Another minor complaint is the lack of a high refresh rate – you’re limited to 60Hz here. But considering this is a plastic screen and it can fold in half, this is easy to excuse, particularly from a first-gen device.

Audio is a big reason why the device is so good for content consumption. It features quad stereo speakers, which extend down both sides of the device. This becomes the top and bottom when used in laptop mode, so the keyboard never gets in the way. 

Dominik Tomaszewski / Foundry

Given they’re tuned by Harmon Kardon and feature Dolby Atmos support, it’s hardly surprising that sound quality is excellent. Most music is rich and full-bodied, offering an impressive hit of bass for a device of this size. Vocals are clear and crisp, while punchy sound effects really help content come alive.  

Things aren’t perfect though as the speakers do miss out on some background details, particularly at high volumes.

Keyboard & Trackpad

Dedicated keyboard accessory in the boxGreat key travel, but no backlightSmall but responsive trackpad

To get the most out of the Zenbook 17 Fold, you’ll need to pair it with Asus’ dedicated keyboard accessory. The company has helpfully included this in the box, which is not just welcome but crucial for getting the most out of this device.

Dominik Tomaszewski / Foundry

It connects via Bluetooth, meaning almost any wireless keyboard is compatible with the Zenbook 17 Fold.

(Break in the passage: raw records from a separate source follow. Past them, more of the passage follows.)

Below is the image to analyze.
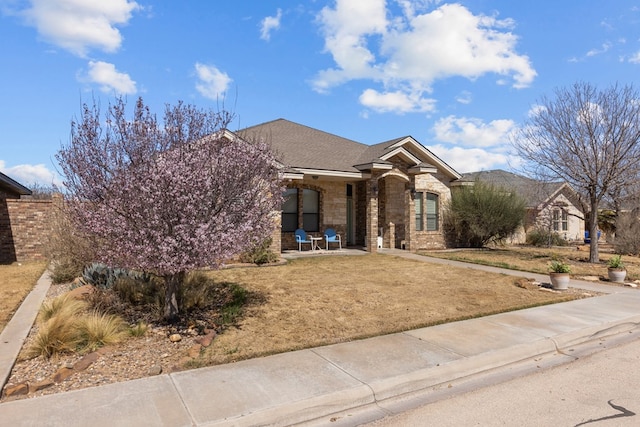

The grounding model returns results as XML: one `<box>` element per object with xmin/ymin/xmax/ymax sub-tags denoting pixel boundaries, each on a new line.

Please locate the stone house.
<box><xmin>237</xmin><ymin>119</ymin><xmax>461</xmax><ymax>252</ymax></box>
<box><xmin>0</xmin><ymin>172</ymin><xmax>52</xmax><ymax>264</ymax></box>
<box><xmin>454</xmin><ymin>169</ymin><xmax>585</xmax><ymax>243</ymax></box>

But the ability to seamlessly attach to the bottom half of the folded display is the key advantage of the official version.  

This transforms the device into a compact laptop, with strong magnets keeping it securely in place. Considering its slimline design, I’m impressed with the quality of the keyboard Asus has created. 

Each key is clicky and responsive, offering a decent 1.4mm of travel. It’s still full-size, and I quickly got used to the keys being slightly closer together than normal. Alongside regular volume and brightness controls, the row of function keys is also used to adjust Bluetooth and launch the MyAsus companion app. 

However, the keys aren’t backlit. This is a problem that often affects detachable keyboards and means you can only use the keyboard in well-lit environments. As good as the face unlock is, it’d also have been nice to have a fingerprint sensor too. 

Dominik Tomaszewski / Foundry

Below the keyboard, you’ll find a small trackpad, which is impressively responsive and supports the full range of Windows 11 gestures. But it’s awkward to use for long browsing sessions, so I’d recommend connecting a Bluetooth mouse most of the time. 

Asus doesn’t say how long the keyboard will last, but it’ll be much longer than the device itself. You will have to charge this separately, though – via the USB-C port on the side. 

Specs & Performance

12th-gen Intel Core i7 CPUSolid everyday performanceNo discrete GPU

Unlike most tablets and laptops, there’s just one model of the Zenbook 17 Fold available. 

It’s powered by a CPU from Intel’s 12th-gen range – specifically, the Core i7-1250U. As the name suggests, this chip is from the U-Series, which is specifically designed for thin and light laptops. It isn’t quite as capable as the equivalent P-Series or H-Series processors, but still offers plenty of power for most people. 

Alongside Iris Xe integrated 16GB of DDR5 RAM, everyday performance is excellent. My typical workday includes frequent web browsing, word processing and managing email – often all three at the same time. I noticed no slowdown whatsoever, including when I occasionally needed to watch a video or play some audio.  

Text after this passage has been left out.